CheckMK Raw 2.0.0p9 (CRE) - Activating Changes Causes Hosts To Show As Down

AnthonyWingerter · September 1, 2021, 10:18pm

I’m a bit stuck here. Almost any time we activate changes in CMK Raw 2.0.0.p9 we get a number of hosts that will show as down with a “Null” summary. The number of hosts that will show this ranges from 1 - 100+

I’ve not found any performance or configuration issues on the monitoring sites/hosts.
We have 6 total sites with around 1400 total hosts.

The agents on all hosts have been updated to match the server version.

Any idea where I should start looking? I would appreciate any help.

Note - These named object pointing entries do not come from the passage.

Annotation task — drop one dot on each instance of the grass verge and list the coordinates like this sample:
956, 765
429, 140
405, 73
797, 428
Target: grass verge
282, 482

andreas-doehler · September 2, 2021, 6:31am

There are some points you can check.
The problem hosts shown belong these to the same site every time or is it distributed over your complete infrastructure?
Next check - what is used as the host status? Is it a normal ping or do you use the status of the Check_MK service or something else?
As i see no metric icon be some of the hosts i think the host check command is the problem.

dns_es · September 2, 2021, 8:47am

Hi @andreas-doehler, what is best practice or recommended?

andreas-doehler · September 2, 2021, 9:51am

I would say there is no real best practice. The problem i saw at some 2.0 installations was that a Check_MK service goes critical with output “null” if it is checked directly at the activation time.
At the next check interval it is Ok again. If you use now the status of the Check_MK service as host status then also you host has the chance to be critical at activating changes. You can also say more hosts equal higher chance to have some critical hosts.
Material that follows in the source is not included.